Quite ingenious of NisiOisiN, and all the more so since this type of character introspection is more apparent and developed in the current Monogatari season. This was, for example, achieved with the change in perspective to Tsubasa Hanekawa's point of view in the initial "Tsubasa Tiger" arc. In fact, this arc is by far the most progressive in terms of character development and maturation (not to mention fan service as well), which makes me hopeful for the outcome in the succeeding arcs. It comes as a shame, however, that some of the semantics intrinsic to the show's formula ends up being lost in translation. Some of the words and connections used, for example, rely heavily on cultural connotations and idiomatic expressions, making it more a loss than a gain to force such sensitivities into the English format. This doesn't mean to say that the essence is lost, however. One can still enjoy NisiOisiN's acute grasp on the Japanese language and how he uses it to throttle forward his reflections on the human creature throughout the show.

On a lighter side, though, everything we've come to love and enjoy about the show is still present, but with a refreshing twist. For one, the fan service is still alive and as blatant as ever. What's more, rather than seeing things from Araragi's perspective, there's a heavier focus on the heroine's point of view. And last but not least, almost all of the girls sport a different hairstyle from before. The result is a wonderful intermingling of elements - both new and old - that unites to build up and enrich the ecosystem of the Monogatari series as a whole.

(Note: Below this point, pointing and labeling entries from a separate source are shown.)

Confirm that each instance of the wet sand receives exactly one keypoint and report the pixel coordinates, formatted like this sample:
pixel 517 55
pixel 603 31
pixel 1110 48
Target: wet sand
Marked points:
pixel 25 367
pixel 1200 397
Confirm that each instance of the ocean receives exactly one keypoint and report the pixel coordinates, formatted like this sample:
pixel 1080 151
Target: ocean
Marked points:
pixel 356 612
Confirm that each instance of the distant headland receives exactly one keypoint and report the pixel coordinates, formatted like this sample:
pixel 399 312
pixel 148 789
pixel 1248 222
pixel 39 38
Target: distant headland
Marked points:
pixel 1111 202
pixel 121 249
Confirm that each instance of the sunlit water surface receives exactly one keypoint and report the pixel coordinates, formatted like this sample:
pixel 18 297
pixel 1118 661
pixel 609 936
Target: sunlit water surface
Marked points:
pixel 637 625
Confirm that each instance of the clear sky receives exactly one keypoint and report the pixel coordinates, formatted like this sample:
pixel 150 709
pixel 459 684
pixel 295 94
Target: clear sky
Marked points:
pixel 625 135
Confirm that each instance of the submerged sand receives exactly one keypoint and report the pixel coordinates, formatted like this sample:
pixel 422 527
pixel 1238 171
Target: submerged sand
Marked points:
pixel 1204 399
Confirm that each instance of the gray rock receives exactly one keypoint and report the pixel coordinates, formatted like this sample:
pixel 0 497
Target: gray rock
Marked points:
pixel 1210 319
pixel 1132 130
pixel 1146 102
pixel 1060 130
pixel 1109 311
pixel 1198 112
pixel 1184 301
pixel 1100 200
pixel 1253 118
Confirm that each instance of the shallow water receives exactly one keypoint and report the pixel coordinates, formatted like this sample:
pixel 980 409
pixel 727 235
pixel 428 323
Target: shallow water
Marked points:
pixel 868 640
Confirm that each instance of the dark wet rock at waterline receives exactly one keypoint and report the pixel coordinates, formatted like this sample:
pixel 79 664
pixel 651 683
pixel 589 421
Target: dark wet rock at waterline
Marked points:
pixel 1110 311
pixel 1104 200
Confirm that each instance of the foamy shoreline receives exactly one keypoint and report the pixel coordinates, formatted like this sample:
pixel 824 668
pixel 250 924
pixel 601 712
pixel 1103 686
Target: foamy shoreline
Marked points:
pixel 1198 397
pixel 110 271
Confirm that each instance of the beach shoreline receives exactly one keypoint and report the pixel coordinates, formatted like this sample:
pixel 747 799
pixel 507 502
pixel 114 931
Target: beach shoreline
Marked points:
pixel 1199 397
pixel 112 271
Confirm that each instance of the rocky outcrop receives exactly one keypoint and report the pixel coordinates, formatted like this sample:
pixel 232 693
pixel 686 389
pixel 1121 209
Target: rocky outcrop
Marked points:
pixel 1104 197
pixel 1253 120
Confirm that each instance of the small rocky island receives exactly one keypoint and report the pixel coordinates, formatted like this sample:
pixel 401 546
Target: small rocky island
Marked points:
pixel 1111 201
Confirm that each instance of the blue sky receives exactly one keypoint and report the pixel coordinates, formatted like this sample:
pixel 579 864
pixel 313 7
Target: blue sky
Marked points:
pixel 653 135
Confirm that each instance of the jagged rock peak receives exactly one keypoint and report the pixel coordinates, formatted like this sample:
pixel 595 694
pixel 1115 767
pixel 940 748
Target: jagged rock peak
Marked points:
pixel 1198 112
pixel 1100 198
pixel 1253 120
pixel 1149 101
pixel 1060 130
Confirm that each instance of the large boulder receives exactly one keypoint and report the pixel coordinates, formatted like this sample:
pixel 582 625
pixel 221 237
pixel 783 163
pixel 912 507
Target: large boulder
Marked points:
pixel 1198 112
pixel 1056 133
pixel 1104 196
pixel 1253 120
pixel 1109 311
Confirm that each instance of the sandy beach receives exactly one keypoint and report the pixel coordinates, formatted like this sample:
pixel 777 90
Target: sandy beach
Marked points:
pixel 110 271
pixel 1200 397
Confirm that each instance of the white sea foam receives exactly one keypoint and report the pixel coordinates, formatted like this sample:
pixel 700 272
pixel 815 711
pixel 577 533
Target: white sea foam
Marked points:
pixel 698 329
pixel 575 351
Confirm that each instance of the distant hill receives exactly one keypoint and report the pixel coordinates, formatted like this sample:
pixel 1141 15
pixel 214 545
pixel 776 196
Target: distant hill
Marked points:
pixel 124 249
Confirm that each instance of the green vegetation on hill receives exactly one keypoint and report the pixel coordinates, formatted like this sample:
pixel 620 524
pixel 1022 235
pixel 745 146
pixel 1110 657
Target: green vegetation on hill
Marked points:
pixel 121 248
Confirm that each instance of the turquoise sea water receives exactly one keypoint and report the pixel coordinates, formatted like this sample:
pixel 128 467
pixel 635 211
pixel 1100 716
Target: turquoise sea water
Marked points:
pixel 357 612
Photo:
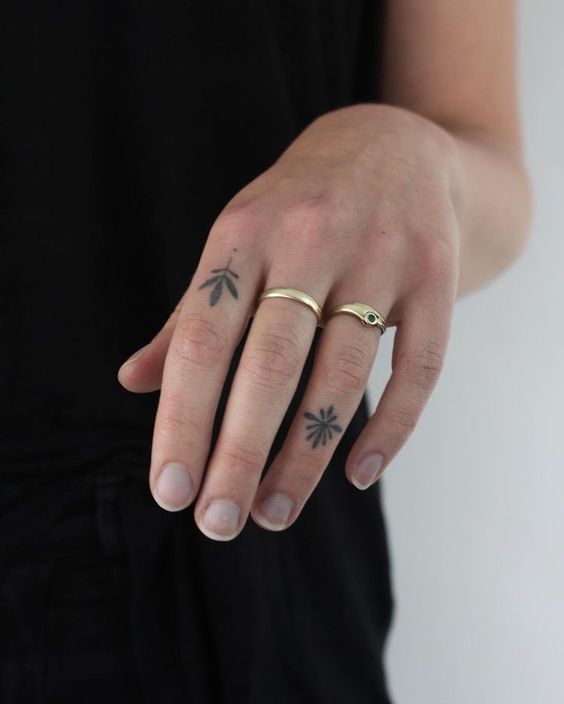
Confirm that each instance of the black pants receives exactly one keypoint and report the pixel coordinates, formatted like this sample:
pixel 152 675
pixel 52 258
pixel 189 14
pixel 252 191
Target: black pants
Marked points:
pixel 105 597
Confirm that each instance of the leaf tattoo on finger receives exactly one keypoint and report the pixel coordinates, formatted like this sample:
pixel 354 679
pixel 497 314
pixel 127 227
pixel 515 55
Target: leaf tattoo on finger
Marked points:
pixel 221 277
pixel 323 427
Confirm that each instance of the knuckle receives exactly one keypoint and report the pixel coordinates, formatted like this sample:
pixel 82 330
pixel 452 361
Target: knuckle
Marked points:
pixel 403 418
pixel 421 367
pixel 309 465
pixel 435 255
pixel 239 219
pixel 199 341
pixel 347 371
pixel 178 424
pixel 310 215
pixel 274 359
pixel 246 459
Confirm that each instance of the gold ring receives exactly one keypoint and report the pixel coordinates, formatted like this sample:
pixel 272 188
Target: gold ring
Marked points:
pixel 294 294
pixel 366 314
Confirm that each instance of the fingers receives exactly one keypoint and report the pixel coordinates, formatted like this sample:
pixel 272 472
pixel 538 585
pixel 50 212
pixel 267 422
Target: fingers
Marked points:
pixel 212 319
pixel 419 351
pixel 343 359
pixel 265 381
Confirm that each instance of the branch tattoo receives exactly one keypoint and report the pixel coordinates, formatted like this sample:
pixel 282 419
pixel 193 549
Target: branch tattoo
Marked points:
pixel 221 277
pixel 321 427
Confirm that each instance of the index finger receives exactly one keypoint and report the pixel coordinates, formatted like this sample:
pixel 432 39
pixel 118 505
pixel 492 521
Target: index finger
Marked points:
pixel 213 318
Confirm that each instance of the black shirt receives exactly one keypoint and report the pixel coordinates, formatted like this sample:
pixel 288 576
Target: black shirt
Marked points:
pixel 125 127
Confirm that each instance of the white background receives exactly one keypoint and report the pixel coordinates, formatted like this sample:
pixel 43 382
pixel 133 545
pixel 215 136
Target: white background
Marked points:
pixel 475 500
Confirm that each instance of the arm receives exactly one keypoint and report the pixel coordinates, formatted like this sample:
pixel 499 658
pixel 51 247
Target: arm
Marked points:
pixel 453 62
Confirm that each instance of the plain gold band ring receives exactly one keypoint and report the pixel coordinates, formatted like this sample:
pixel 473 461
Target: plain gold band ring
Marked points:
pixel 294 294
pixel 365 313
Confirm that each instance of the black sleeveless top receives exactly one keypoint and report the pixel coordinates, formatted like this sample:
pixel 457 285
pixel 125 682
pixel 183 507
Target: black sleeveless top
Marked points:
pixel 125 127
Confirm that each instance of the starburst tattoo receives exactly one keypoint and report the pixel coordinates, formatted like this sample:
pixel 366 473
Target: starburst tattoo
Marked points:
pixel 221 277
pixel 321 427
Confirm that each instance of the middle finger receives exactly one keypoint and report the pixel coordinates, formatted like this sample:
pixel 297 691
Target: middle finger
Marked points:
pixel 265 381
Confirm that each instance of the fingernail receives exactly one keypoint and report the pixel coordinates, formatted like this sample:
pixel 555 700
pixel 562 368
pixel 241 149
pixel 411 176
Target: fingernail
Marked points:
pixel 134 356
pixel 221 519
pixel 367 470
pixel 275 510
pixel 173 488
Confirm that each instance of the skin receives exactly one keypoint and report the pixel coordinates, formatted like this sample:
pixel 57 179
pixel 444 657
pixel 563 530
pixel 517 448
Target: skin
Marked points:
pixel 388 204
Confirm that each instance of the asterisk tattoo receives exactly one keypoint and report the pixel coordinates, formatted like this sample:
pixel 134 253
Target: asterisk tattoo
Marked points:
pixel 321 427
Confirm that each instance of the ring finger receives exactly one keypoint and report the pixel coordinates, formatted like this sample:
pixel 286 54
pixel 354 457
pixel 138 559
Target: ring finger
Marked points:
pixel 341 369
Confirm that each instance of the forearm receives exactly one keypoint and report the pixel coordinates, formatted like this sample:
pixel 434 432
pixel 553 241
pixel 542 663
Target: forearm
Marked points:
pixel 493 205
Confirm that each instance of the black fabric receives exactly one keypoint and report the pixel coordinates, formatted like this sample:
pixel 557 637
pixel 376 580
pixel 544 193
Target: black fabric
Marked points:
pixel 124 129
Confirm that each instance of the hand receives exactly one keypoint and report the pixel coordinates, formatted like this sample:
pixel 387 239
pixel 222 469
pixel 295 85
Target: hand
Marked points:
pixel 358 208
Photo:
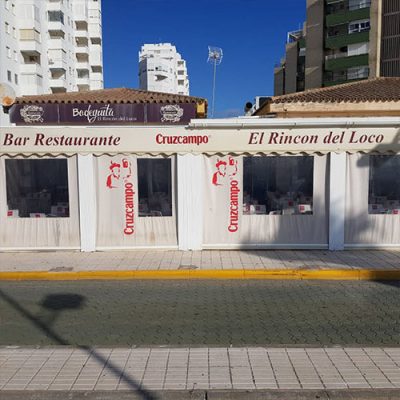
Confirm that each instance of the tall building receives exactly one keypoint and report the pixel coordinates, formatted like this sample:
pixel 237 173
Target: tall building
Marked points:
pixel 162 69
pixel 50 46
pixel 341 41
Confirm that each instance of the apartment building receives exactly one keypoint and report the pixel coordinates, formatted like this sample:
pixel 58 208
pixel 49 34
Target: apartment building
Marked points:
pixel 341 41
pixel 50 46
pixel 162 69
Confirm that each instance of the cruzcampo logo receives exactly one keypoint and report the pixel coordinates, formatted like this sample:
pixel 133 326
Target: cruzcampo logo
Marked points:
pixel 31 113
pixel 171 113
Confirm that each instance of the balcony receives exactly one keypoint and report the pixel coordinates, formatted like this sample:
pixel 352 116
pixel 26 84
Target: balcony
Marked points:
pixel 56 44
pixel 83 81
pixel 96 84
pixel 338 77
pixel 346 62
pixel 58 64
pixel 56 26
pixel 30 47
pixel 55 5
pixel 83 65
pixel 58 83
pixel 94 30
pixel 335 6
pixel 81 34
pixel 81 50
pixel 31 69
pixel 80 12
pixel 96 57
pixel 347 16
pixel 336 42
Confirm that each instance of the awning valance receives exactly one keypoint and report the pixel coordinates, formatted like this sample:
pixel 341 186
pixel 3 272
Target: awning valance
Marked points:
pixel 181 140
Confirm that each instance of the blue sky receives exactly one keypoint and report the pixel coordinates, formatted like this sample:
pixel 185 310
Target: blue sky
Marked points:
pixel 252 34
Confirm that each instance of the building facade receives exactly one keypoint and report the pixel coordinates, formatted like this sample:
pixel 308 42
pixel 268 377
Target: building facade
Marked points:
pixel 341 41
pixel 50 46
pixel 162 69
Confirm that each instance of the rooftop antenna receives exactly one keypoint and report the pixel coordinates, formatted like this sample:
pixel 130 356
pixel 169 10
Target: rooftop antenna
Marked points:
pixel 214 57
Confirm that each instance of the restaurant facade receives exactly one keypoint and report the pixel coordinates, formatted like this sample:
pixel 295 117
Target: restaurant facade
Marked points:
pixel 254 183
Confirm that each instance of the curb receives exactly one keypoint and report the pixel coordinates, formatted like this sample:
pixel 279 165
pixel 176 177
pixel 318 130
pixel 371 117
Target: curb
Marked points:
pixel 287 274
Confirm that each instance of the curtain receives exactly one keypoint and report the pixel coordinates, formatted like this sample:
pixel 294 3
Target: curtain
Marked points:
pixel 256 222
pixel 135 210
pixel 48 229
pixel 362 227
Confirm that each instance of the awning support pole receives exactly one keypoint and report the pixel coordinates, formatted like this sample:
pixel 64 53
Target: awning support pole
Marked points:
pixel 190 201
pixel 337 200
pixel 87 202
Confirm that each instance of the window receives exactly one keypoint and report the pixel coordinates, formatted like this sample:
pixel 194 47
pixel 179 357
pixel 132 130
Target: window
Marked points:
pixel 29 34
pixel 56 16
pixel 384 185
pixel 357 4
pixel 155 187
pixel 359 26
pixel 278 185
pixel 37 188
pixel 357 73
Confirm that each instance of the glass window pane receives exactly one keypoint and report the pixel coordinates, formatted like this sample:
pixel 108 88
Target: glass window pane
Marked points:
pixel 37 188
pixel 278 185
pixel 155 187
pixel 384 185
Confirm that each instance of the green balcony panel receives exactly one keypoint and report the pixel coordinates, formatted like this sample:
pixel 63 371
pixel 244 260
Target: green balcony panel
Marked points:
pixel 302 42
pixel 340 82
pixel 337 42
pixel 336 64
pixel 345 17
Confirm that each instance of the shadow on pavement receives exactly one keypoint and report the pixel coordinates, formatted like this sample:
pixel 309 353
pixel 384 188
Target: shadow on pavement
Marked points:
pixel 56 303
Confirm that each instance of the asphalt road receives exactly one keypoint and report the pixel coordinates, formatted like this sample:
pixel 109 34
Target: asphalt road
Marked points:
pixel 147 313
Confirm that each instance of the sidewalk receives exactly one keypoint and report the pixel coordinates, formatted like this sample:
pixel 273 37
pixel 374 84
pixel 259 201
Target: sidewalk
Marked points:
pixel 229 264
pixel 248 368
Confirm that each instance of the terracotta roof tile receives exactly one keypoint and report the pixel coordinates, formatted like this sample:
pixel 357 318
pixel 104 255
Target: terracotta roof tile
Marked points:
pixel 370 90
pixel 118 95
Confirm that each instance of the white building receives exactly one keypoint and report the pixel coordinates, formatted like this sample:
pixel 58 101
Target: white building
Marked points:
pixel 162 69
pixel 50 46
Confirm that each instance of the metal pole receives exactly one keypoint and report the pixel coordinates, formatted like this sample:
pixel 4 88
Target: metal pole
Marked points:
pixel 215 71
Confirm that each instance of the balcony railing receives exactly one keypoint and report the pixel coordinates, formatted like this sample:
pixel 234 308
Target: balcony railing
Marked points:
pixel 335 56
pixel 344 76
pixel 344 6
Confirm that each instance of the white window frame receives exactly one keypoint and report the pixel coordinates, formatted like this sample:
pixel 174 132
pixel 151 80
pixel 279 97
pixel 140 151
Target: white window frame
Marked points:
pixel 359 26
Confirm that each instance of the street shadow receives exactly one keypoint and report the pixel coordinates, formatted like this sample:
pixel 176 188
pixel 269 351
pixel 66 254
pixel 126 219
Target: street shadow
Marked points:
pixel 54 305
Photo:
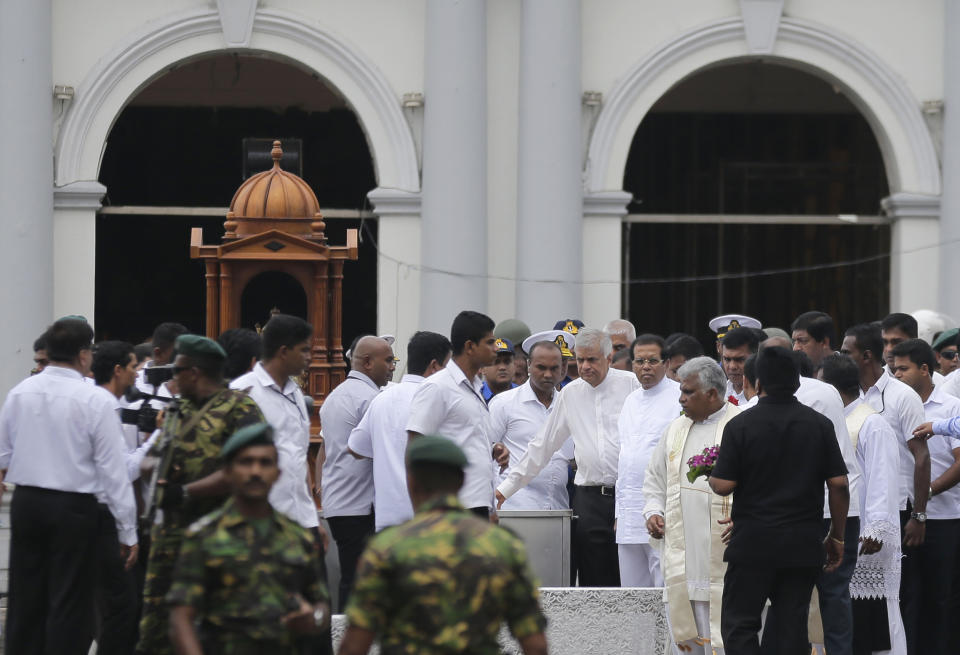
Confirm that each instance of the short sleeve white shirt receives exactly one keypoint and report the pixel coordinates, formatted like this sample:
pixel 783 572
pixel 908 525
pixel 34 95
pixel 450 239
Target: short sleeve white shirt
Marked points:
pixel 903 410
pixel 516 416
pixel 286 411
pixel 382 436
pixel 646 414
pixel 347 483
pixel 939 406
pixel 449 405
pixel 589 415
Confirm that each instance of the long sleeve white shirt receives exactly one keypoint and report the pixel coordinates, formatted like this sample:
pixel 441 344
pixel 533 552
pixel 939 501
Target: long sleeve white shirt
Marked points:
pixel 825 399
pixel 903 410
pixel 59 432
pixel 589 415
pixel 286 411
pixel 646 414
pixel 516 415
pixel 347 483
pixel 939 406
pixel 450 405
pixel 382 436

New comers to the series may be taken aback by the eccentric presentation of the visuals. One must also contend with the show's assault of wordy dialogue that could border incoherent to the impatient viewer. What's more, culture-specific cues and memes may also serve as a barrier to fully understanding the context of some of the plot scenarios and themes of the show. Regardless, those tolerant enough to look past these shortcomings will be rewarded with a rich story that pays tribute to the human creature and the emotional features it has to show. Be you a vampire, tiger, lion, llama, or octopus, one can resonate with the Monogatari series' characters to a great extent. Either that or you can simply enjoy the uniqueness of the show and its avant-garde choice of presentation.

That said, much can be expected from the show as the season unfolds. At the rate it's going, it will probably live up to those expectation and perhaps go beyond them. It goes without saying, therefore, that you can make the best out of the series by brushing up on the previous seasons that came before it. If you want to go chronologically, start with Nekomonogatari Black, followed by the original Bakemonogatari series, then Nisemonogatari. If you're really gung-ho about it, check out the original light novels and delve even deeper into the world of Monogatari. Otherwise, the current season is turning out to be quite the pinnacle of NisiOisiN's works, effectively translating into the visual format what could arguably be the most profound and deep work the author has ever written to date.